The paper was built to promote policies, views and writers all working to change Canada into another American state.
But a newspaper is a business, and like any other business: it has to make money; and the National Post has lost money every year since its inception.
However, despite owing $139 million to CanWest Media, the holding company for some of CanWest Global's operating assets, the parent company announced a deal Friday October 1, to transfer ownership of the paper into its newspaper unit, to be known as CanWest Publishing Inc.
The Montreal Gazette, Ottawa Citizen, Calgary Herald, Edmonton Journal, Saskatoon Star Phoenix, Vancouver Sun, and Victoria Times-Colonist – all dominant publication in their markets – are part of this unit.
The other papers were put into a separate company called CanWest LP and converted into an income trust in 2005.
After much dithering, CanWest bought back the trust in May 2007, in what industry analysts said was one of several missteps by 45 year-old CanWest CEO Leonard Asper.
When Mr. Asper took control of the business from his father, the late Izzy Asper, in 1999, he inherited a business built using debt as an instrument.
Izzy Asper built the media empire from a small TV station in North Dakota, later moving it to Winnipeg; and over the next three decades built it into a television and print conglomerate across Canada and overseas.
In 2000, Izzy Asper bought the National Post from Conrad Black in two stages: he received a 50% stake in the newspaper as part of a $3.2 billion deal that included the purchase of Hollingers Inc.'s Canadian newspaper assets, and gained control of the newspaper when he bought the remaining 50% for $1, one year later.
Shortly after the Aspers gained control, many of the editorial staff Mr. Black had brought over from Britain exited rather quickly and the newspaper became even more right wing, evidenced, in part, by the departure of left wing columnist and longtime Conrad Black nemesis Linda McQuaig.
Ms. McQuaig later said the Aspers were like the Clampetts, in the old TV show “The Beverly Hillbillies.” In other words, they were parvenus: people with money who didn't understand the subtleties of publishing newspapers.
Shortly after launching in 1998, I had some experience with some of the National Post's editorial staff's insular perspective.
After receiving a letter from one of their mid-level editors, David Walmsley, requesting short articles about regional activities, I submitted a number of stories that Mr. Walmsley approved; but said they were not for his department.
Subsequently, he told me to contact another editor he had forwarded them to and ask her why none of my stories were being published. She said: “I can't give you a reason why; just because they're not right.”
Before the Aspers got control of the paper, Conrad Black was asked why he would hire a columnist like Ms.
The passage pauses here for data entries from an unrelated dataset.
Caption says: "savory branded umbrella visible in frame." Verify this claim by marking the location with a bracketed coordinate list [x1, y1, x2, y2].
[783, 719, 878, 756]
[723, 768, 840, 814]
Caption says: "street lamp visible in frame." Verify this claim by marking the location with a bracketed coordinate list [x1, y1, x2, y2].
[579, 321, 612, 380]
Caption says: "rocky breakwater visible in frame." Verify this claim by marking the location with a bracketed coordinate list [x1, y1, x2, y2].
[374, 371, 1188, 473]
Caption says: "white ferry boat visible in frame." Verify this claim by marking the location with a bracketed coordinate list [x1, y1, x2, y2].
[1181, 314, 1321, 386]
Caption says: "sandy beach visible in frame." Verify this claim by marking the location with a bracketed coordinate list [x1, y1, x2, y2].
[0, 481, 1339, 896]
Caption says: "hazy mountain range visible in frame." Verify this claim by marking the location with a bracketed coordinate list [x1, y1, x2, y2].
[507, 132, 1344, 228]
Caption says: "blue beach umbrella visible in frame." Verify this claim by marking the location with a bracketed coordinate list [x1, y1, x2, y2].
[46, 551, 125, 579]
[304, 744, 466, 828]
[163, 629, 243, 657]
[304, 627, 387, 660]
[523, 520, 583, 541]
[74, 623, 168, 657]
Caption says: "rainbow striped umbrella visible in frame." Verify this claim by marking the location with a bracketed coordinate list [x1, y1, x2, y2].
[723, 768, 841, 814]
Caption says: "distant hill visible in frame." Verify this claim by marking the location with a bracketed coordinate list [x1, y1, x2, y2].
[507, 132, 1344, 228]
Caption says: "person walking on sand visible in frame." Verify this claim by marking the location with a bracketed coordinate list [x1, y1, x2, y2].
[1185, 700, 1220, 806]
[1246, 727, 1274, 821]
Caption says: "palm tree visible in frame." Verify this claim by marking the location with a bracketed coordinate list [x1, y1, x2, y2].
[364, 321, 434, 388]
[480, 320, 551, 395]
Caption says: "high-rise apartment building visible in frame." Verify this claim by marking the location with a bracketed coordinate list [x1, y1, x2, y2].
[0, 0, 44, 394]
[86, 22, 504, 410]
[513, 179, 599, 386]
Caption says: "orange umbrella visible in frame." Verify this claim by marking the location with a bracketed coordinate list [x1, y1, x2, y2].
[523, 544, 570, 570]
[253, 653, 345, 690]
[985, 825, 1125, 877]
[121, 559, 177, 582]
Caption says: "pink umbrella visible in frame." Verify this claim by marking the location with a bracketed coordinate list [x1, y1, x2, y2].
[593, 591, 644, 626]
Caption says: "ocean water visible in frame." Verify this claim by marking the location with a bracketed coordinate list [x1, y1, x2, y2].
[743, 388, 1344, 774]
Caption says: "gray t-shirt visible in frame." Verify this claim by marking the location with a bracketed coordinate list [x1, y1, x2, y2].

McQuaig, whose views were diametrically opposed to his.
He replied that while he probably wouldn't enjoy reading her column, if the National Post only had articles that he liked, it would have a readership of one.
It appears that the Aspers had no such reservations, as they began exercising increasingly centralized control of the editorial content of, not only the National Post, but all the daily newspapers in their chain.
Some columnists and freelance contributors protested this autocratic management style and a few quit their high-priced jobs, but it wasn't until recent years that a number of high profile National Post columnists, including Andrew Coyne and Mark Steyn ended up at Maclean's Magazine, probably more for financial rather than editorial reasons.
Last year, upon returning to Canada after a two-year absence, I was shocked to see that the National Post was a shell of what it had been when I left.
The paper is much smaller now, with some of the sections combined; and the columnists, with the odd exception, are not nearly as incisive as they used to be.
Who at the National Post would dare write now, what then-columnist Andrew Coyne wrote, three years ago, about the Mulroney-Schreiber affair: “Nobody takes $200,000 in cash in a suitcase unless they're a mafia chieftain or the former Prime Minister of Canada.”
Currently CanWest still needs a new investor to contribute $65 million to complete the court-supervised recapitalization that began months ago, and federal government regulations say it must be a Canadian.
If federal media officials decide the recapitalization translates into a change of control of the media company, CanWest must make substantial contributions to a federal industry fund, so some think Mr. Asper remains at CanWest to satisfy those ownership rules.
Although the National Post has lost over $60 million in the past four years, the annual loss has been steadily shrinking from $47 million in 2001 to $9.3 million last year.
Its Saturday October 31, front-page editorial, said the number is expected to come down further this year, and “As our online audience and revenues continue to grow, we will cross the line into profitability.”
The National Post editorial writers added that U.S.A. Today lost money in its first ten years of operation!
Scott Stockdale is a freelance writer based in Toronto.